Fig. 4 3D reconstruction of the metastatic lesion after demarcation with help of contrast
enhanced low mechanical index endosonography. The normal surrounding pancreatic tissue
does not take up the contrast enhancer and therefore remained not visible in the picture.
No further lesions could be shown in further CT and MRI scans and the woman could
be successfully operated on a second time with confirmation of the diagnosis.
Conclusions
The combination of 3D reconstruction with enhanced and unenhancend endoscopic ultrasound
seems to be a feasible method to give the investigator and the referring doctor new
insights into the anatomy and outer borders of a neoplastic lesion.

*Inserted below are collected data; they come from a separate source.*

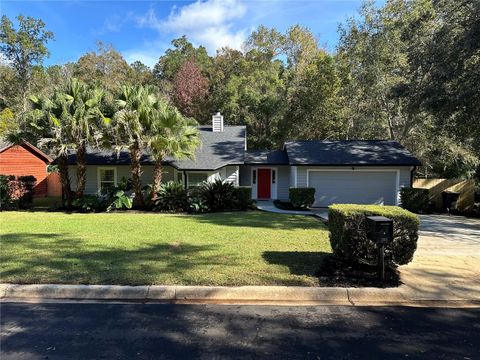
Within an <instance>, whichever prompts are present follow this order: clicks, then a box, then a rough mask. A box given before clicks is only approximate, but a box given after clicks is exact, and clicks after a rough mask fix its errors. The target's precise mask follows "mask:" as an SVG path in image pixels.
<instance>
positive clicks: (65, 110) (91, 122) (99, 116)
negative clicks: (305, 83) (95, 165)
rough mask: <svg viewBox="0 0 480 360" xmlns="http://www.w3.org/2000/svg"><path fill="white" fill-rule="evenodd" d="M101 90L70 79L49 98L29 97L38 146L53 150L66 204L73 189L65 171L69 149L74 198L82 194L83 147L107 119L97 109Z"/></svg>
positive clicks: (101, 91)
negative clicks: (71, 173) (75, 167)
mask: <svg viewBox="0 0 480 360" xmlns="http://www.w3.org/2000/svg"><path fill="white" fill-rule="evenodd" d="M102 98H103V91H102V90H101V89H100V88H99V87H98V86H97V85H92V86H87V85H86V84H85V83H83V82H81V81H79V80H77V79H70V80H68V82H67V83H66V85H65V86H64V87H63V88H61V89H56V90H55V91H54V94H53V96H52V97H51V98H47V97H45V96H43V97H35V96H33V97H31V98H30V100H31V103H32V106H33V111H32V112H31V114H30V116H31V117H32V120H33V121H32V123H31V125H32V127H33V128H34V129H35V131H34V132H35V133H36V135H37V137H39V138H40V140H39V146H43V147H48V148H49V149H53V152H54V153H55V155H56V157H57V159H58V160H57V161H58V165H59V172H60V180H61V182H62V189H63V193H64V197H65V200H66V202H67V206H70V205H71V201H72V195H73V193H72V191H71V187H70V177H69V173H68V152H69V150H76V158H77V189H76V191H75V195H76V197H81V196H83V193H84V190H85V183H86V159H85V155H86V150H87V145H88V144H89V143H93V142H97V141H98V140H99V139H100V137H101V135H102V131H101V130H102V127H103V126H105V125H106V124H108V122H109V119H108V118H106V117H104V116H103V114H102V113H101V111H100V106H101V102H102Z"/></svg>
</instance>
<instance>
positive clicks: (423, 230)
mask: <svg viewBox="0 0 480 360" xmlns="http://www.w3.org/2000/svg"><path fill="white" fill-rule="evenodd" d="M419 235H420V236H419V240H418V247H417V251H416V253H415V256H414V259H413V261H412V262H411V263H410V264H408V265H405V266H401V267H400V272H401V280H402V282H403V283H404V284H405V285H404V286H405V287H406V288H407V289H406V290H407V291H409V292H410V293H412V294H415V297H417V298H418V300H429V299H434V298H435V299H444V300H457V299H458V300H464V299H468V300H480V219H470V218H465V217H461V216H444V215H421V216H420V234H419Z"/></svg>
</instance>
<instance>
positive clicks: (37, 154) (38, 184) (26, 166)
mask: <svg viewBox="0 0 480 360" xmlns="http://www.w3.org/2000/svg"><path fill="white" fill-rule="evenodd" d="M50 163H52V159H51V158H50V156H48V155H47V154H45V153H44V152H42V151H41V150H40V149H38V148H37V147H35V146H33V145H32V144H30V143H29V142H27V141H23V142H22V143H21V144H13V143H11V142H5V141H2V142H0V174H2V175H15V176H34V177H35V179H36V180H37V184H36V185H35V188H34V195H35V196H47V195H50V196H60V195H61V190H60V185H59V179H58V174H56V173H51V174H49V173H48V169H47V168H48V165H49V164H50Z"/></svg>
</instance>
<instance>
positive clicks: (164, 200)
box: [153, 181, 189, 212]
mask: <svg viewBox="0 0 480 360" xmlns="http://www.w3.org/2000/svg"><path fill="white" fill-rule="evenodd" d="M188 206H189V204H188V198H187V192H186V191H185V189H184V187H183V184H182V183H181V182H175V181H169V182H167V183H166V184H162V186H161V188H160V191H159V192H158V193H157V198H156V199H155V201H154V205H153V210H155V211H180V212H182V211H187V210H188Z"/></svg>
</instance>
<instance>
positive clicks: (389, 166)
mask: <svg viewBox="0 0 480 360" xmlns="http://www.w3.org/2000/svg"><path fill="white" fill-rule="evenodd" d="M309 170H331V171H334V170H346V171H351V172H352V173H355V171H358V172H362V171H374V172H382V170H383V171H384V172H391V171H398V174H399V177H398V188H397V189H396V200H397V202H398V201H399V200H400V199H399V197H400V196H399V193H400V188H402V187H410V174H411V173H410V170H411V168H410V167H409V166H398V167H396V166H358V167H354V168H352V167H351V166H330V167H327V166H298V167H297V187H307V186H308V185H309V184H308V171H309Z"/></svg>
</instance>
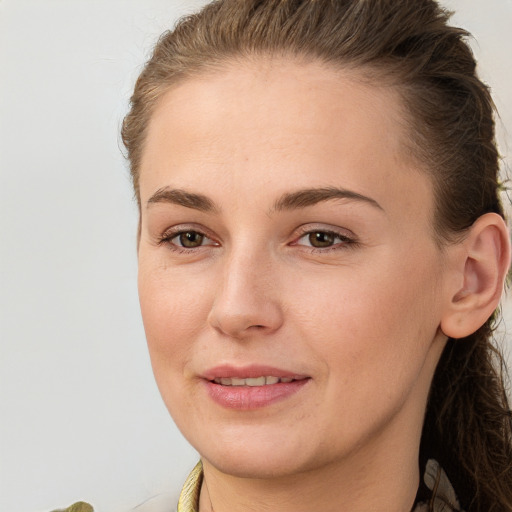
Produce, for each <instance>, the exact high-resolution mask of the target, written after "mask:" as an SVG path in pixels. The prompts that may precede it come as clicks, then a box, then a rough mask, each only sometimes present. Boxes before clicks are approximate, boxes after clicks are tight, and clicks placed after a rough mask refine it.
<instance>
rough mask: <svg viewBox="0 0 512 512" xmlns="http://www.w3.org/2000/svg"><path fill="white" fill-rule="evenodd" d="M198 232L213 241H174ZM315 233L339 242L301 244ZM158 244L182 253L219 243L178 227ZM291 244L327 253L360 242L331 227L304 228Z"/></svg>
mask: <svg viewBox="0 0 512 512" xmlns="http://www.w3.org/2000/svg"><path fill="white" fill-rule="evenodd" d="M187 233H189V234H191V233H193V234H196V235H199V236H202V237H204V239H206V240H209V241H210V242H212V243H206V244H201V245H198V246H197V247H188V248H187V247H183V246H182V245H178V244H177V243H175V242H173V240H174V239H176V238H178V237H180V236H181V235H185V234H187ZM314 234H322V235H327V236H330V237H333V238H334V239H335V240H338V242H336V243H333V244H332V245H329V246H326V247H314V246H313V245H307V244H300V243H299V241H300V240H302V239H303V238H305V237H308V236H311V235H314ZM158 245H167V246H168V248H169V249H170V250H172V251H174V252H176V253H180V254H191V252H193V251H197V250H200V249H204V248H205V247H215V246H218V245H219V243H218V242H215V241H214V240H213V239H212V238H211V237H209V236H208V235H207V234H206V233H205V232H204V231H202V230H200V229H196V228H190V229H183V228H177V229H171V230H168V231H166V232H165V233H164V234H163V235H162V236H161V237H159V239H158ZM289 245H290V246H292V247H293V246H298V247H302V248H303V249H304V250H307V251H309V252H311V253H313V254H318V253H320V254H325V253H327V252H331V251H339V250H344V249H348V248H353V247H356V246H357V245H358V242H357V240H356V239H355V238H352V237H349V236H347V235H345V234H341V233H339V232H336V231H333V230H329V229H306V228H304V229H303V230H302V232H301V234H300V236H299V237H298V238H296V239H295V241H293V242H291V243H290V244H289Z"/></svg>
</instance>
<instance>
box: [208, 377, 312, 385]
mask: <svg viewBox="0 0 512 512" xmlns="http://www.w3.org/2000/svg"><path fill="white" fill-rule="evenodd" d="M306 378H307V377H274V376H262V377H247V378H239V377H232V378H229V377H216V378H214V379H212V380H211V381H210V382H214V383H215V384H220V385H221V386H249V387H257V386H272V385H274V384H279V383H284V384H288V383H290V382H293V381H297V380H305V379H306Z"/></svg>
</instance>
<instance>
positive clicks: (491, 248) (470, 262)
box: [441, 213, 510, 338]
mask: <svg viewBox="0 0 512 512" xmlns="http://www.w3.org/2000/svg"><path fill="white" fill-rule="evenodd" d="M461 245H462V246H463V249H464V250H463V252H462V254H463V257H462V258H460V261H458V262H457V265H458V266H459V269H458V270H459V271H460V272H461V273H462V278H463V279H462V283H463V284H462V285H461V286H458V289H456V290H452V292H451V295H450V303H449V305H448V307H447V308H446V310H445V312H444V314H443V318H442V321H441V330H442V331H443V333H444V334H445V335H446V336H448V337H450V338H464V337H466V336H469V335H470V334H473V333H474V332H475V331H477V330H478V329H479V328H480V327H481V326H482V325H483V324H484V323H485V322H486V321H487V320H488V318H489V317H490V316H491V315H492V313H493V312H494V310H495V309H496V308H497V307H498V303H499V300H500V297H501V294H502V291H503V286H504V282H505V277H506V275H507V272H508V269H509V265H510V240H509V234H508V229H507V226H506V224H505V222H504V220H503V219H502V218H501V217H500V216H499V215H497V214H495V213H487V214H485V215H482V216H481V217H479V218H478V220H477V221H476V222H475V223H474V224H473V226H471V228H470V230H469V234H468V236H467V237H466V238H465V239H464V241H462V242H461Z"/></svg>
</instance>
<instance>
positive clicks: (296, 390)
mask: <svg viewBox="0 0 512 512" xmlns="http://www.w3.org/2000/svg"><path fill="white" fill-rule="evenodd" d="M309 380H310V379H301V380H294V381H292V382H278V383H277V384H269V385H266V386H222V385H221V384H216V383H215V382H211V381H206V387H207V389H208V393H209V395H210V398H211V399H212V400H213V401H214V402H216V403H217V404H219V405H221V406H223V407H226V408H228V409H238V410H244V411H248V410H253V409H259V408H261V407H266V406H268V405H271V404H273V403H275V402H279V401H281V400H284V399H286V398H289V397H290V396H292V395H294V394H295V393H297V392H298V391H300V390H301V389H302V388H303V387H304V386H305V385H306V384H307V383H308V382H309Z"/></svg>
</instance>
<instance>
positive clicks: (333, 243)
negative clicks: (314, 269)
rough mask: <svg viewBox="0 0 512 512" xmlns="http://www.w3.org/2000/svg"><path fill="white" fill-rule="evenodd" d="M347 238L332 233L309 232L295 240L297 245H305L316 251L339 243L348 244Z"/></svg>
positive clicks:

The advantage of the new method is the small learning curve and the possible combination
with any endoscopic ultrasound technique.
The disadvantage seems to be the interrupted investigation due to the data aquiring
period (in total between 15 and 20 sec.). This means that the advantage of real time
contrast enhanced ultrasound has to be compromised. So far using this tool we have
to inject two contrast vials, the first time for the dynamic analysis of the lesion
and the second time for requiring data for the 3D reconstruction.
Developing the low mechanical index endosonography into better scanning quality might
outcast the disadvantages and lower the costs. Real time 3D scanner, as already in
use in gynecological ultrasound, could improve the method even further.